The ASM alert.log had corresponding messages:
2018-03-16 09:11:48.567000 +01:00 NOTE: client COMA1:COMA:odax5-c dismounting group 3 (RECO) NOTE: client COMA1:COMA:odax5-c dismounting group 3 (RECO) NOTE: client COMA1:COMA:odax5-c dismounting group 3 (RECO) NOTE: client COMA1:COMA:odax5-c dismounting group 3 (RECO) NOTE: client COMA1:COMA:odax5-c dismounting group 3 (RECO) NOTE: client COMA1:COMA:odax5-c dismounting group 3 (RECO) NOTE: client COMA1:COMA:odax5-c dismounting group 3 (RECO) NOTE: client COMA1:COMA:odax5-c dismounting group 3 (RECO)
Oh sh… you might think, and that was exactly what I thought at that time. So I checked the ASM diskgroups, disks etc. but did not find anything that could be a problem.

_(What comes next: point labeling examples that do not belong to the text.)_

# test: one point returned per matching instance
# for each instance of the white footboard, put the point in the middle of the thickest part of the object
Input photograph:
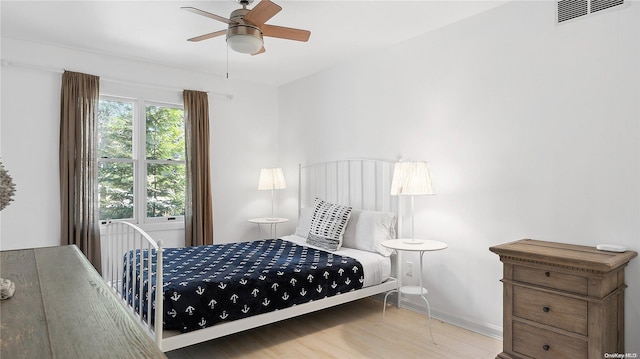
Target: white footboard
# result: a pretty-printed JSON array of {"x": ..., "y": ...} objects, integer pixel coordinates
[{"x": 121, "y": 240}]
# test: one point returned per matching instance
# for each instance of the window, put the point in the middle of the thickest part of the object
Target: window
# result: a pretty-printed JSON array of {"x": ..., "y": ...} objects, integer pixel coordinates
[{"x": 142, "y": 166}]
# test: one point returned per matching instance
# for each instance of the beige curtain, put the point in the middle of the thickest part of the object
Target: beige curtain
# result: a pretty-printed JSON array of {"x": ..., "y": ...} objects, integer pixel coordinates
[
  {"x": 198, "y": 215},
  {"x": 78, "y": 164}
]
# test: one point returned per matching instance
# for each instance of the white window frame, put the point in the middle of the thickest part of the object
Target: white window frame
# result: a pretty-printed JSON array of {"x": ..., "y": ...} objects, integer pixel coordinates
[
  {"x": 140, "y": 161},
  {"x": 143, "y": 155}
]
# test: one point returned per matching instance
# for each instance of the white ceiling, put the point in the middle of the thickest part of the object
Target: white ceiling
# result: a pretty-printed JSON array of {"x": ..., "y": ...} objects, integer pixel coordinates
[{"x": 156, "y": 31}]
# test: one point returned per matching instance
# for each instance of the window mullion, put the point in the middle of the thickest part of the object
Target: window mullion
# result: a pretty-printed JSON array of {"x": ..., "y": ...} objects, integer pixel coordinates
[{"x": 141, "y": 163}]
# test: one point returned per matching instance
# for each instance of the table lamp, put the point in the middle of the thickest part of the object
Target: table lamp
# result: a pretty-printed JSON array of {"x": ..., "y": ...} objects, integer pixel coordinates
[
  {"x": 271, "y": 179},
  {"x": 411, "y": 179}
]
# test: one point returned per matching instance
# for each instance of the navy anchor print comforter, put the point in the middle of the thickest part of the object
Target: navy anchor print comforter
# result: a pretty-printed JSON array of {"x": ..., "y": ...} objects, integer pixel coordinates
[{"x": 209, "y": 284}]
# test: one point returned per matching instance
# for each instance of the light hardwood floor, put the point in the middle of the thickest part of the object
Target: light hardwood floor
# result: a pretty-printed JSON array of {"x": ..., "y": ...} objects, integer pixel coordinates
[{"x": 353, "y": 330}]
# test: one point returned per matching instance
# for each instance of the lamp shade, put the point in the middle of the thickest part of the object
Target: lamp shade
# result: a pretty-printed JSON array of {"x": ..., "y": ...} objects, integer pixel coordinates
[
  {"x": 271, "y": 178},
  {"x": 411, "y": 178}
]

So after a while of thinking, the idea came up that it might be related to the backup stuff in the controlfile. So I checked that and tried to unregister a backupiece manually. I used the undocumented DBMS_BACKUP_RESTORE package for that, so do this at your own risk.

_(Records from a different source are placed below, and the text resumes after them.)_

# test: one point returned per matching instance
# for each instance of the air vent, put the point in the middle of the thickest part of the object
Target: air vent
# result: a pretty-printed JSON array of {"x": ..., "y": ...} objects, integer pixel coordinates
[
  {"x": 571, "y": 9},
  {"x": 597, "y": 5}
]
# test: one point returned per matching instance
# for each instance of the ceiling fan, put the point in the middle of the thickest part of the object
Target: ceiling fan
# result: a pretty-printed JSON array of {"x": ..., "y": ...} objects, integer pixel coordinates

SQL> select RECID, STAMP, SET_STAMP, SET_COUNT, HANDLE, PIECE# from v$backup_piece 2 where handle like '+%' and rownum=1; RECID STAMP SET_STAMP SET_COUNT PIECE# HANDLE --------- ---------- ---------- ---------- ------ ---------------------------------------------------------------------------- 129941 969656433 969656431 130820 7 +RECO/COMAX6/BACKUPSET/2018_03_01/nnndn1_tag20180301t210006_0.2815.969656433 SQL> exec dbms_backup_restore.changebackuppiece( - 2 recid => 129941, - 3 stamp => 969656433, - 4 set_stamp => 969656431, - 5 set_count => 130820, - 6 pieceno => 7, - 7 handle => '+RECO/COMAX6/BACKUPSET/2018_03_01/nnndn1_tag20180301t210006_0.2815.969656433', - 8 status => 'D' - 9 );
During the PL/SQL call I saw exact one message like the ones above in the alert.log. That explains te behaviour. During the “catalog” call from RMAN, an implicit crosscheck takes place. Since this tries to access the files in the RECO diskgroup and there is really nothing in that diskgroup except an ACFS volume, this error is being thrown.
That means, I need to get rid of all these records. A simple PL/SQL block helped me doing that.

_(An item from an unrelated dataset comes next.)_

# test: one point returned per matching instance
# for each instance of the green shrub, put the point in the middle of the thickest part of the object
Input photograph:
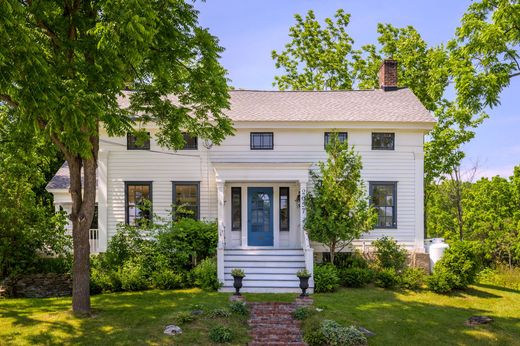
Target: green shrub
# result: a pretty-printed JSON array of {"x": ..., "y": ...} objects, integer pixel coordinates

SQL> set serveroutput on SQL> begin 2 for rec in (select RECID, STAMP, SET_STAMP, SET_COUNT, HANDLE, PIECE# 3 from v$backup_piece 4 where HANDLE like '+%' 5 ) loop 6 dbms_output.put_line('deleting ''' ||rec.handle); 7 dbms_backup_restore.changebackuppiece( 8 recid => rec.recid, 9 stamp => rec.stamp, 10 set_stamp => rec.set_stamp, 11 set_count => rec.set_count, 12 pieceno => rec.piece#, 13 handle => rec.handle, 14 status => 'D' 15 ); 16 end loop; 17 end; 18 /
It took a while and caused again a lot of messages in both, the database and the ASM alert.log, but finally I was able to run RMAN commands successfully again.
Maybe this helps you solve such issues, but be aware of the fact that using DBMS_BACKUP_RESTORE is not supported.